Im zurückliegenden Wahlkampf trommelte Slota vor allem gegen die "Okkupation der Slowakei durch Ungarn". Der Hintergrund für seine Angriffe ist der angebliche Einfluß der ungarischen Slowaken, an deren Loyalität gegenüber der Slowakei Slota Zweifel anmeldet. So erklärte er gegenüber der österreichischen Tageszeitung "Die Presse": "In der Südslowakei besitzen die Ungarn tausende Firmen. Wer dort Arbeit sucht und ungarisch nicht kann, hat keine Chance, eine Arbeitsstelle zu bekommen." Slota räumte zwar ein, daß die Mehrheit der slowakischen Ungarn "loyal" sei, er habe aber Vorbehalte gegen die, die Ungarn für ihre Heimat hielten. In dem oben bereits angesprochenen Interview mit "Lidové noviny" griff Slota unter anderem direkt die Partei der Ungarischen Koalition (SMK) in der Slowakei an. Diese arbeite an der Revidierung des Trianon-Abkommens und stelle damit die nach dem Ersten Weltkrieg entstandenen Grenzen in Frage. Ungarn verlor durch das Trianon-Abkommen etwa zwei Drittel seines Staatsgebiets. "Wir kämpfen nur gegen jene SMK-Vertreter, die als Minderheit die Mehrheits-Nation auf ihrem Hoheitsgebiet, auf dem Gebiet der Slowakischen Republik, unterdrücken", polterte Slota.

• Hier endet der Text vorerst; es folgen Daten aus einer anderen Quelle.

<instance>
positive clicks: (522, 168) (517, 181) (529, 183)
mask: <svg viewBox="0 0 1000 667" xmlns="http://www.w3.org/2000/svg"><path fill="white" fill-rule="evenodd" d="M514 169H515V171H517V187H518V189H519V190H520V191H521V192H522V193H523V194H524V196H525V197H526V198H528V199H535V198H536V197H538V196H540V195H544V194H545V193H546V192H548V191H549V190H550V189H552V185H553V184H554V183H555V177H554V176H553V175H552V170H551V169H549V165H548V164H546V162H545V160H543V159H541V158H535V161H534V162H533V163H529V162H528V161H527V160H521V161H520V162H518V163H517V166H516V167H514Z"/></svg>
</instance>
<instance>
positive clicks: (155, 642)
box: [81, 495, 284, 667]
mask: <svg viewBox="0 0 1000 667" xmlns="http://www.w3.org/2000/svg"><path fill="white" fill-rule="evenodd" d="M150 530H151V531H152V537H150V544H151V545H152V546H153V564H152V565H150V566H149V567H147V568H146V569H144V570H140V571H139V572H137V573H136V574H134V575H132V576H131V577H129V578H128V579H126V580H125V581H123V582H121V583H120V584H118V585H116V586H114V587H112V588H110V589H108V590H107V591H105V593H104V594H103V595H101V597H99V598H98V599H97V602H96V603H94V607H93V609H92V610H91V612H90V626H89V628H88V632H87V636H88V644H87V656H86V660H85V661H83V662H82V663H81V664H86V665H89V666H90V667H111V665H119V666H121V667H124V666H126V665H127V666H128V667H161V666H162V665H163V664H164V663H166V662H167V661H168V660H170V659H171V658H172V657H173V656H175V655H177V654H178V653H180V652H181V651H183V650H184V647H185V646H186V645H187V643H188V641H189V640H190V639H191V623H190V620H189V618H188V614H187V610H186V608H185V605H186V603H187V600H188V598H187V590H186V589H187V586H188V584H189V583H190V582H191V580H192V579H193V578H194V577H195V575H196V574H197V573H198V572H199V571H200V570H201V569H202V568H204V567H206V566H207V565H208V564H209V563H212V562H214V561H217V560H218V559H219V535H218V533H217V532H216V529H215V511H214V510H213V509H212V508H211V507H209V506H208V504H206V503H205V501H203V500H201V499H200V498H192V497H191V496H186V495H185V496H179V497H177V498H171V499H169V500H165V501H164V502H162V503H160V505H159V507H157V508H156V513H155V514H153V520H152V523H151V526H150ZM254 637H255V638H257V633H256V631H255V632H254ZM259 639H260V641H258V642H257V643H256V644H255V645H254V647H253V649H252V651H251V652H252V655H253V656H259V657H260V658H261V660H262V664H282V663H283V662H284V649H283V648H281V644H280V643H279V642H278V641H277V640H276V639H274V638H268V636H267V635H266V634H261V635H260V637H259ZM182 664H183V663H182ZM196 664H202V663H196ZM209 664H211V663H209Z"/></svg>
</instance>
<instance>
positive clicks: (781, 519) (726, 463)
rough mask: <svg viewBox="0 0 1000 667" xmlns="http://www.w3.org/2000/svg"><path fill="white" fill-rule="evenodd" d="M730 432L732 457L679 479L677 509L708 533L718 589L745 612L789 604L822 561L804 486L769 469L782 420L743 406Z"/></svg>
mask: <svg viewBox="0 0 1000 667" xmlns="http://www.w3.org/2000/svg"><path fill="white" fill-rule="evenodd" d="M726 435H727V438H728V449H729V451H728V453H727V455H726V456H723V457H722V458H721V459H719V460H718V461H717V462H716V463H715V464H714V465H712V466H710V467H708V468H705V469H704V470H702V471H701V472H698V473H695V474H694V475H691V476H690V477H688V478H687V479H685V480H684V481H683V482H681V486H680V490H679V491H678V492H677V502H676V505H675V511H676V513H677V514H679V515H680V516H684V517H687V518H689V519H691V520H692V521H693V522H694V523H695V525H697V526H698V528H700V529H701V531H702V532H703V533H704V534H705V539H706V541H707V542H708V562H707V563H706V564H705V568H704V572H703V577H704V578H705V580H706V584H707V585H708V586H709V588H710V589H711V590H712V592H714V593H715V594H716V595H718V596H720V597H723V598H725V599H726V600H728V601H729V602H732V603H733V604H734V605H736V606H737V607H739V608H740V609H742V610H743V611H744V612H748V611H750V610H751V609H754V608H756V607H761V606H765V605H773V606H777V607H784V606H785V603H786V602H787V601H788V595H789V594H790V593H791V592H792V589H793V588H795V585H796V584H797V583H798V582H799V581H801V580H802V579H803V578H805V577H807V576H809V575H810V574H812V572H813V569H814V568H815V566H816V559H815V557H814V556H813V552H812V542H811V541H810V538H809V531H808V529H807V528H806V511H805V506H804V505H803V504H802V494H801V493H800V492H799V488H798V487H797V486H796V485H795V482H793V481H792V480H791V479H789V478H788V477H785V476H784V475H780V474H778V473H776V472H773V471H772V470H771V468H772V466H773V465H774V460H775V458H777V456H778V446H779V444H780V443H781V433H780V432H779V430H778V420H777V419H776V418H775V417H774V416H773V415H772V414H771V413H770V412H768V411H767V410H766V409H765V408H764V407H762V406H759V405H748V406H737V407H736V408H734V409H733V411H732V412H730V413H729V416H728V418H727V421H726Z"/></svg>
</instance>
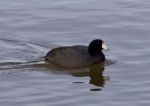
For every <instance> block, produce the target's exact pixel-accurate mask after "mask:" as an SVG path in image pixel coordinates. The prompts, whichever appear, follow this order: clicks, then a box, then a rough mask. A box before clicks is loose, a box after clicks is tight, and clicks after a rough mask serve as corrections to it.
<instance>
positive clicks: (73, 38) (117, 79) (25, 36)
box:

Die Sozialdemokraten im Europaparlament haben inzwischen auf die Regierungsbildung in der Slowakei reagiert: Sie haben die Mitgliedschaft der Smer-Partei von Róbert Fico bis auf weiteres suspendiert. Fico selbst gibt sich indes leutselig; er versicherte, er wolle ein "sozialdemokratisches Programm" durchsetzen. Seine Regierung werde die Verträge mit der EU und der Nato einhalten und auch "Minderheitenrechte garantieren".

Ficos Beschwichtigungen in Richtung Ausland werden mittlerweile allerdings selbst in der heimischen Presse belächelt. So war in einer der zurückliegenden Ausgaben der tschechischen Tageszeitung "Pravda" eine Karikatur zu sehen, in der Fico erklärt: "Es ist mir egal, was für ein dummes Zeug (Slota, d. V.) den Journalisten aufschwatzt; ich brauche im Parlament die Mandate seiner Partei." Zur neuen Regierung stand in derselben Zeitung zu lesen: "Ein Populist, ein Lügner und ein Säufer sind im Begriff, der Slowakei Schaden zuzufügen." Mit "Populist" ist der neue Regierungschef Fico gemeint und mit "Lügner" Meciar, dem vorgeworfen wird, die Slowakei in seiner Amtszeit wirtschaftlich nicht weitergebracht und in Europa isoliert zu haben. Die Charakterisierung "Säufer" zielt auf Slota, der in dem Ruf steht, dem Alkohol hin und wieder über Gebühr zuzusprechen. Ob es ausgerechnet diesem Trio gelingt, die Slowakei politisch voran zu bringen, darf bezweifelt werden.